Paddling with the swell behind us was faster than paddling into the swell. However, it is just as tiring. Going into the swells you can see what they are doing. Going with the swells means they sneak up behind you. Fortunately, everyone in our group was comfortable with following seas.
PB and I were the lead kayaks between Narragansett and Bonnet. We picked a line that split the distance between the coastline and Whale Rock. The swells were breaking a good distance out from the rocks along the coast and pounding Whale Rock.
After lunch John wanted to see TM bring a group into a surf beach, so we paddled over to Bonnet Shore Beach. The surf along the beach wasn't huge, but it was enough to make landing a little tricky. TM found us a good spot along the northern end of the beach. The waves were small, predictable, and not dumpy. He then lead us all safely to shore.
John Carmody wanted to get some surfing in before heading back home, so he decided to run an impromptu surf clinic. He asked each of us what frustrated the most about surfing and gave us one thing to work on while playing. For me it was timing the wave better so that I could get up enough speed to catch the wave without getting to far in front of it. For TM it was looking at where he was on the wave once he caught the wave.
As we worked in the surf, John would give us other little pointers to polish our control. He gave us one tip that really helped: when you catch the wave make sure the stern of the kayak is sticking out the back of the wave. If the stern is buried in the wave, the wave is in control and rudder strokes become ineffective. If the stern is sticking out, the rudder strokes are more effective.
Once safely back at the beach, TM was told that he passed the assessment with flying colors. It is a well deserved achievement. TM has long been one of the best (if not the best) trip leaders and teachers in the club. We have all learned a great deal from him.

Saturday, September 11, 2010

Follow the Leader

Today we took a good group from Third Beach in Newport across the river to Little Compton to paddle along the rocky coast.

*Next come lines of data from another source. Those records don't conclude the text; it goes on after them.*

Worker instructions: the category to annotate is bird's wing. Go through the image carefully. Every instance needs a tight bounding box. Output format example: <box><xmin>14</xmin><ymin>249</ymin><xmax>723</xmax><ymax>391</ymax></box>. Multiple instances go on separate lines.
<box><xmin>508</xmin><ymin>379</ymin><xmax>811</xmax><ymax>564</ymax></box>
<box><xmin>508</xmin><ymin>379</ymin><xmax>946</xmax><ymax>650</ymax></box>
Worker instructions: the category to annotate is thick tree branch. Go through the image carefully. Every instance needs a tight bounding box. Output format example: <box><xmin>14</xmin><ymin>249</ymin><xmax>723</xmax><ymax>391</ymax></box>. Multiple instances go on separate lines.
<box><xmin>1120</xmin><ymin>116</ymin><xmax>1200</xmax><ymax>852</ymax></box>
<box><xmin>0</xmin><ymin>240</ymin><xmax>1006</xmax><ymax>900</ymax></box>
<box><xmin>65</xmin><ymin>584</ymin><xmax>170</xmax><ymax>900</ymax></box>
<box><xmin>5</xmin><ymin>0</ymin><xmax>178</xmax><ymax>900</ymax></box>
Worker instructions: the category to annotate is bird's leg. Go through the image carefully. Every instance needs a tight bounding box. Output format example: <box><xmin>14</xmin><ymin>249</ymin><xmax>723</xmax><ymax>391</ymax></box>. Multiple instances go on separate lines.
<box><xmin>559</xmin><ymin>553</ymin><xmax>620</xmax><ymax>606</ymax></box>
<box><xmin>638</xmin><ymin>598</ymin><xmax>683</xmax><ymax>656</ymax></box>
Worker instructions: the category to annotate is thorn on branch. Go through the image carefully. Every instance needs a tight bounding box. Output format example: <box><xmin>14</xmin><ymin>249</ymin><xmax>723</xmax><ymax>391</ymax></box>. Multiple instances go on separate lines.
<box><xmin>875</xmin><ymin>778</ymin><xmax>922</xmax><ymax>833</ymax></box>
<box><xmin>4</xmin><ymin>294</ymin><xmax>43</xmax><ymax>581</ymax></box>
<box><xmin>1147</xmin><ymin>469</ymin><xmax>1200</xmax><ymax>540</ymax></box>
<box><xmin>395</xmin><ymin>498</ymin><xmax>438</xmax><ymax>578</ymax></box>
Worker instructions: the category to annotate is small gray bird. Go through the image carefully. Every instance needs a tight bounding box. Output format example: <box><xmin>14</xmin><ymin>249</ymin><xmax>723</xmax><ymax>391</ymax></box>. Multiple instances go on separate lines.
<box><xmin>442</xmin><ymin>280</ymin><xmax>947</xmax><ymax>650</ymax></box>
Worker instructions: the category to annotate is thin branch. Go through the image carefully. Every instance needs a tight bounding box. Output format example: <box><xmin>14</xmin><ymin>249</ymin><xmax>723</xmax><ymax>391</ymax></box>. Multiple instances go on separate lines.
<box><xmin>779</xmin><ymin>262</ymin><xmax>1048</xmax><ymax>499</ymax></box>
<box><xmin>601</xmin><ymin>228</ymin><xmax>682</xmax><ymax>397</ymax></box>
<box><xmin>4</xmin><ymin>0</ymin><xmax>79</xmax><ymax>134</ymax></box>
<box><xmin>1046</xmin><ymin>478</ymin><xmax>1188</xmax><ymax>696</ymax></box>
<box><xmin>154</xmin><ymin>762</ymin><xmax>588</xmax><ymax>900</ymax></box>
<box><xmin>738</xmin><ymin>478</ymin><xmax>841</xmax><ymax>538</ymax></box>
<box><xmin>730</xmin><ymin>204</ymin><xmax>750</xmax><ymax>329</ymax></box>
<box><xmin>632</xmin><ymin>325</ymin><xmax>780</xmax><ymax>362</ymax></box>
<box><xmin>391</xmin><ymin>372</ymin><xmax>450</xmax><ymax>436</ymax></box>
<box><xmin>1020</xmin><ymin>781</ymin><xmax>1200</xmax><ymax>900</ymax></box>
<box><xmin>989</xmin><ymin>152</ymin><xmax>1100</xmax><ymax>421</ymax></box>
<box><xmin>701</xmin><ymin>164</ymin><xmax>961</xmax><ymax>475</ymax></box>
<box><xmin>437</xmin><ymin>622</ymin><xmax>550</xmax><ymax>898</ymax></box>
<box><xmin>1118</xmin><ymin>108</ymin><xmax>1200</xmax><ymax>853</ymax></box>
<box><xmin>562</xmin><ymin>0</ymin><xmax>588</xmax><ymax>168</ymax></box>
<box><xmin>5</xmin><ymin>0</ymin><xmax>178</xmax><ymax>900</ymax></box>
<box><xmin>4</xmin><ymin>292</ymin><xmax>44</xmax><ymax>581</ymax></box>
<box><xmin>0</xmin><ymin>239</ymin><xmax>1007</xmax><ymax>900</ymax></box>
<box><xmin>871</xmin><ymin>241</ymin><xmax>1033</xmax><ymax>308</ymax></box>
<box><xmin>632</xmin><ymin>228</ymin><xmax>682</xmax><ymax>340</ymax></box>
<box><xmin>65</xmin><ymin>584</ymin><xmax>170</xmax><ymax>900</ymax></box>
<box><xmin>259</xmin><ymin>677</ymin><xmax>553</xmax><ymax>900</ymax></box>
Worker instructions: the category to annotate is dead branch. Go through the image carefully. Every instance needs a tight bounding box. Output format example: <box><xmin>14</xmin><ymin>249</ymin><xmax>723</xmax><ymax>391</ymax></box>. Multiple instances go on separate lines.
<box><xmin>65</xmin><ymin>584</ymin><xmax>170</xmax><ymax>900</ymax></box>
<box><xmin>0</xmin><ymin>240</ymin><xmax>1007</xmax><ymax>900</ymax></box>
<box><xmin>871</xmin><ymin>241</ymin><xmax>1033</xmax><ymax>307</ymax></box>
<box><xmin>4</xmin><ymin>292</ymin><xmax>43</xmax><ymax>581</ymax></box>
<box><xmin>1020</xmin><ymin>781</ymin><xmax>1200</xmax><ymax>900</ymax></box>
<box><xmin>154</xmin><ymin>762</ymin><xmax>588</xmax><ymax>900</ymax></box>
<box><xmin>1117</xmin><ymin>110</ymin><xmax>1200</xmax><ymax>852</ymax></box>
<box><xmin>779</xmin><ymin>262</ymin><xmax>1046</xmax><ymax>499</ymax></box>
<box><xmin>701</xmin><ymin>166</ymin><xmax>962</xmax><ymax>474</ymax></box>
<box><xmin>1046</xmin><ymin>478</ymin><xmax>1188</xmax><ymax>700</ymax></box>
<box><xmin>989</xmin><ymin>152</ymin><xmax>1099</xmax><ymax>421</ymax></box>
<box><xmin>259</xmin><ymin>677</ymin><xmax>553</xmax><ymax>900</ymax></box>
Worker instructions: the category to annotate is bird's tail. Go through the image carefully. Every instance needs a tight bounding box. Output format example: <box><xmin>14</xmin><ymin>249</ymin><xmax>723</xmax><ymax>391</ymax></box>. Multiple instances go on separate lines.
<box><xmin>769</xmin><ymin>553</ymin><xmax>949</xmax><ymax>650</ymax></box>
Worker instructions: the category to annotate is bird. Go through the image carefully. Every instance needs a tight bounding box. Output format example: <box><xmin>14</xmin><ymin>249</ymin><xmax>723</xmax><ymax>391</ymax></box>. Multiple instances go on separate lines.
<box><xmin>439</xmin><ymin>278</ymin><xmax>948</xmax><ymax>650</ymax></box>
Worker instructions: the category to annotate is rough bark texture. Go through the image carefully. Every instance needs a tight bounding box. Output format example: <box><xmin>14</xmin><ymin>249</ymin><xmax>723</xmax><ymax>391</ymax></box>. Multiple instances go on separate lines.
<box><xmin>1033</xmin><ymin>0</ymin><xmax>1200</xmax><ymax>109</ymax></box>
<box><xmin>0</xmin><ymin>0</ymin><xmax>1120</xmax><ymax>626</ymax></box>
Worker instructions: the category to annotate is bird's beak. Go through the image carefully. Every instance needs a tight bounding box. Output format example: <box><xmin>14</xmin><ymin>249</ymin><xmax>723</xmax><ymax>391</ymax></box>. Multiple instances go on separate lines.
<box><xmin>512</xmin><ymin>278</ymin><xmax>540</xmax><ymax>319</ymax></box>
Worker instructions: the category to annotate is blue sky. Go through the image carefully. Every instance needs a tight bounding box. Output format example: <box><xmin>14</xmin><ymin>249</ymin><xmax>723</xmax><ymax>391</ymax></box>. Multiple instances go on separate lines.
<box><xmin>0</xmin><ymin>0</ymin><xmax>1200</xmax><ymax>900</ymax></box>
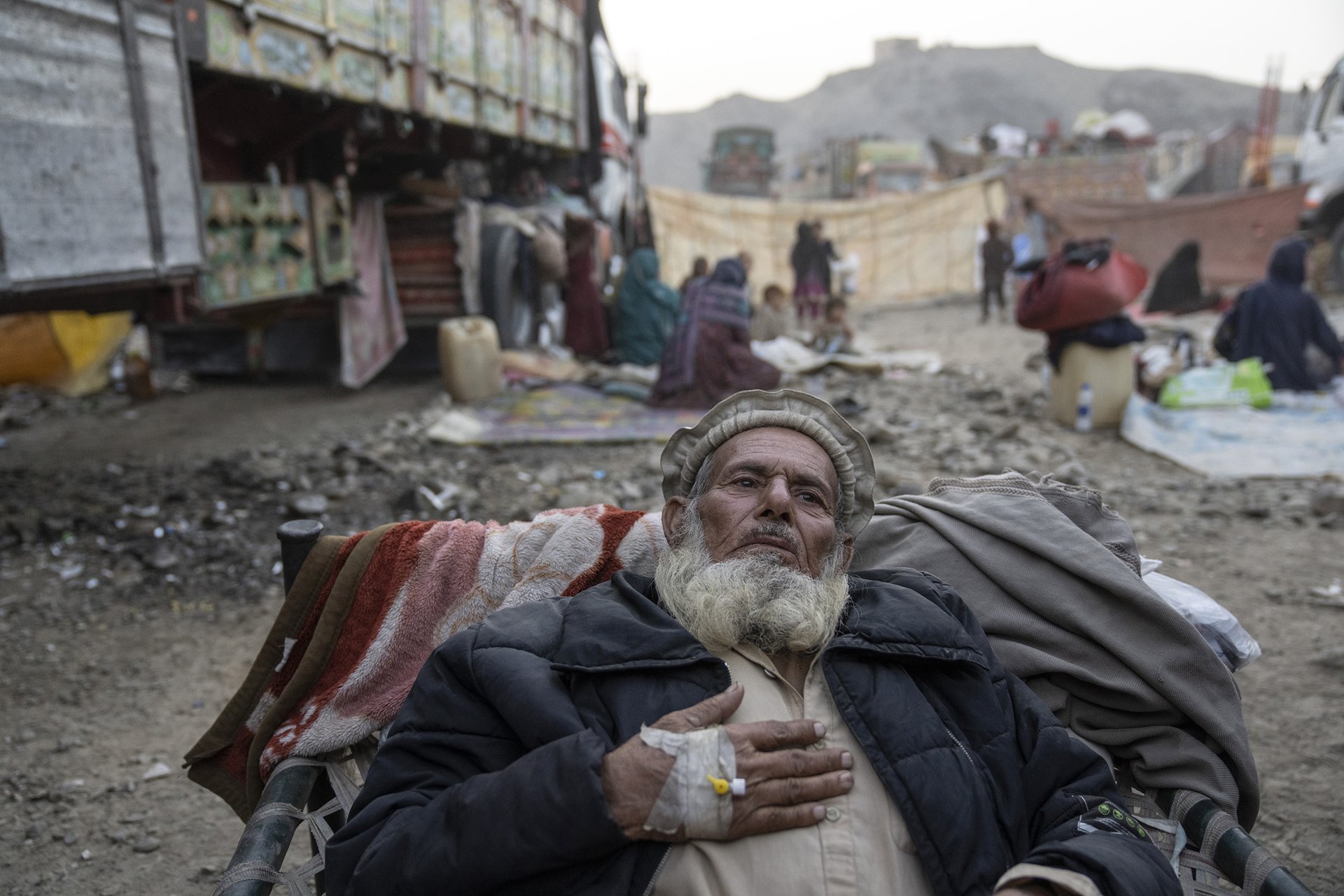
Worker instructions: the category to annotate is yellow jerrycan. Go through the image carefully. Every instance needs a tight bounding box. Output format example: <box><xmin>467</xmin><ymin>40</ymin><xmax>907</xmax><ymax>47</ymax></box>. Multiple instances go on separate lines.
<box><xmin>438</xmin><ymin>317</ymin><xmax>500</xmax><ymax>402</ymax></box>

The trip was pleasant and relaxing. It also offered a good lesson in giving directions that are too specific.
TM gave the group a compass bearing to follow when we crossed the river. He then promptly decided not to stick with the bearing. Conditions were different enough to require adjustments.
The result was that the group drifted apart. Half the group followed TM. The other half followed TM's directions.

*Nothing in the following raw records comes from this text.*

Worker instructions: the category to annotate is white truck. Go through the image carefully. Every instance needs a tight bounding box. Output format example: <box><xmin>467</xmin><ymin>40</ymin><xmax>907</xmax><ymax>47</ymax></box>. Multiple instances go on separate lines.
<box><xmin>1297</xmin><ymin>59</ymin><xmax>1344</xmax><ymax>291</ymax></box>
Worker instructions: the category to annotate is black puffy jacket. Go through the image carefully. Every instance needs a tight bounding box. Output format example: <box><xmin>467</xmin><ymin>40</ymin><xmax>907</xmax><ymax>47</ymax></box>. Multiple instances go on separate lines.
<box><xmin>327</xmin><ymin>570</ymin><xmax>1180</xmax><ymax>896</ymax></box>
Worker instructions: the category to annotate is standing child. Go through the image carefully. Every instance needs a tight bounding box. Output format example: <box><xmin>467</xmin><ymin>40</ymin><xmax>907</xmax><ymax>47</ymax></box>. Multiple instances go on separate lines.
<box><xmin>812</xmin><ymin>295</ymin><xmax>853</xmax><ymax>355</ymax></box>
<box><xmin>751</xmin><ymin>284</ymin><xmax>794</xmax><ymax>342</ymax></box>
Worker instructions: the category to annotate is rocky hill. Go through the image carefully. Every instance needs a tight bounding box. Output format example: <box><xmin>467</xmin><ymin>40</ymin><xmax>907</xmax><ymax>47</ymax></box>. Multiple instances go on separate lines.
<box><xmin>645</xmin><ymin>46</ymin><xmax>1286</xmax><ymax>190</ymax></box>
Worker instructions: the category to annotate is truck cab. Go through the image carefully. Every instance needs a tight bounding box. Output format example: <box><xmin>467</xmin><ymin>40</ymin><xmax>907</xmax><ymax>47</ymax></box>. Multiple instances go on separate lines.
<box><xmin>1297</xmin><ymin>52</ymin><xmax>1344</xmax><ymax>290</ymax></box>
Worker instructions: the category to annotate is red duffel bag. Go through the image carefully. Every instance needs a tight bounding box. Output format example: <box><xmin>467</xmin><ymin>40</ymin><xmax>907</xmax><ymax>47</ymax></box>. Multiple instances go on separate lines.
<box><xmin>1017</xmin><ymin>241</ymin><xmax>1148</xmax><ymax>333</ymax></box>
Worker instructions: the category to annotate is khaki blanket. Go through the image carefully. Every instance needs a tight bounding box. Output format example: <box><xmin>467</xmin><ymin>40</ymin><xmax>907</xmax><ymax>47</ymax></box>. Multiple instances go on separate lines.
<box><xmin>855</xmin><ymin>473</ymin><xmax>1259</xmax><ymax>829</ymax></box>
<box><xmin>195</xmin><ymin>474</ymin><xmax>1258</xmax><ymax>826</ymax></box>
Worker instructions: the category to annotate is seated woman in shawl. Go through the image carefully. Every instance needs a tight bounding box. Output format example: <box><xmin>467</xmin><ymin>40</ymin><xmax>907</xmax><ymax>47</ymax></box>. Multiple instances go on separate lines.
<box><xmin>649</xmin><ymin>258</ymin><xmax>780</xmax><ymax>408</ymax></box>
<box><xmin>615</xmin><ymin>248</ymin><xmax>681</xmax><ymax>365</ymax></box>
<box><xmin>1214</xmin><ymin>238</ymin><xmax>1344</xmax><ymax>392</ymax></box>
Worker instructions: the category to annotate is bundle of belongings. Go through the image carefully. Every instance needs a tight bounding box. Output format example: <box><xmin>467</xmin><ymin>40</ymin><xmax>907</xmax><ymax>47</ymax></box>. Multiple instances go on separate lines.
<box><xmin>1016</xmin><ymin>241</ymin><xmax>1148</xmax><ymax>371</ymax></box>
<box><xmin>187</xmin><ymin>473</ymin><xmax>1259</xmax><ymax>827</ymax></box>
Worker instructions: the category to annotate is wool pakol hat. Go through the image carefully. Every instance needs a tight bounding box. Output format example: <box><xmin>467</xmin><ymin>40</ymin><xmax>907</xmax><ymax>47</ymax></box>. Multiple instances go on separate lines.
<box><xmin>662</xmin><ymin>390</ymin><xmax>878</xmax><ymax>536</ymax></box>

Once I realized what was happening, I started corralling the direction followers. Each one said the same thing: "TM said to following a bearing of 340." I couldn't argue the point, he had given the directions. So, I made some joke about TM being too old to read the tiny compass numbers and got them to slide in with the rest of the group.
It is a classic question when reality and directions don't match. Do you follow the directions or the reality? When it comes to kayaking in a group, I usually default to following the leader and not the leader's directions. Plans change for reasons that are not always obvious and on the water communication is imperfect at best.
Of course, I'm not much for following directions at the best of times. (Not even the ones I write myself.)
So, when in doubt stick with the leader unless the rest of the group has also abandoned the leader. Then stick with safety in numbers.